Invariant natural killer T (iNKT) cell lines become activated and secrete cytokines in response to α-galactosylceramide (αGalCer) in an APC-free system. iNKT cell lines (AC6, AC8 and AC10) stimulated with αGalCer more than 2 weeks earlier were washed and re-suspended with complete RPMI medium without cytokines. 1 × 10⁵ iNKT cells were incubated in the presence of plate-bound, recombinant CD1d-Fc fusion protein loaded with αGalCer or mock loaded with dimethyl sulphoxide (DMSO). Supernatants were collected and cytokine production was measured by enzyme-linked immunosorbent assay (ELISA). Results are representative of two separate experiments.

Figure 4

Invariant natural killer T (iNKT) cell lines express cytokine receptors and become activated via a cytokine-driven mechanism. (a) Expression of surface molecules on iNKT cells. iNKT cell lines were stained with anti-CD3e-fluorescein isothiocyanate (FITC), CD1d-tetramer-allophycocyanin, and a panel of surface molecules. Expression of CD4, CD8, DX5, NK1.1, CD25, CD122, CD212 and interleukin (IL)-18R was determined on CD3-positive CD1d-tetramer-positive NKT cells. The open histograms indicate staining with each monoclonal antibody (mAb) and the grey histograms represent the isotype controls. Results are representative of two separate experiments. (b) iNKT cell line activation by lipopolysaccharide (LPS)-stimulated bone marrow dendritic cells (BMDCs) is CD1d and MyD88 dependent. 1 × 10⁵ NKT cells were incubated with LPS (10 μg/ml) or α-galactosylceramide (αGalCer; 10 ng/ml) in the presence of 1 × 10⁵ wild-type (WT) BMDCs, CD1d^−/− BMDCs, or MyD88^−/− BMDCs.
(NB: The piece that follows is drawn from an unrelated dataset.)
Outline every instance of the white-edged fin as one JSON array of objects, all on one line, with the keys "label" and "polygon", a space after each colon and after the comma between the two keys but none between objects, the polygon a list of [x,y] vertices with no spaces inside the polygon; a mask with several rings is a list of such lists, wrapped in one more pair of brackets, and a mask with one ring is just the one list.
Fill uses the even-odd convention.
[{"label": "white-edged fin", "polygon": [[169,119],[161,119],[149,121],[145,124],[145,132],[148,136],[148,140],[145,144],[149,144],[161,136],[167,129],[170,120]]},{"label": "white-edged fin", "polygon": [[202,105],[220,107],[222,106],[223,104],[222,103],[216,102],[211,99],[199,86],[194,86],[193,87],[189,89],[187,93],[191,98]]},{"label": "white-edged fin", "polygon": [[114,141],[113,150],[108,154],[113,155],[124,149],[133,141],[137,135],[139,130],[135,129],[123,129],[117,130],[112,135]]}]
Supernatants were collected and interferon (IFN)-γ production was determined by enzyme-linked immunosorbent assay (ELISA). (c) CD1d- and MyD88-dependent iNKT cell line activation by CpG oligodeoxynucleotide (ODN). 1 × 10⁵ NKT cells were incubated with CpG ODN (125 ng/ml) in the presence of 1 × 10⁵ WT BMDCs, CD1d^−/− BMDCs or MyD88^−/− BMDCs. IFN-γ production in supernatants was measured by ELISA. Results are representative of two separate experiments.

Figure 5

Invariant natural killer T (iNKT) cell lines respond to a microbial antigen and produce cytokines. 1 × 10⁵ NKT cells were incubated with the indicated concentrations of glycosphingolipid (GSL)-1 or α-galactosylceramide (αGalCer; 10 ng/ml) in the presence of 1 × 10⁵ wild-type (WT) BMDCs or CD1d^−/− BMDCs. Supernatants were collected to determine interferon (IFN)-γ and interleukin (IL)-4 production by enzyme-linked immunosorbent assay (ELISA). Results are representative of two separate experiments.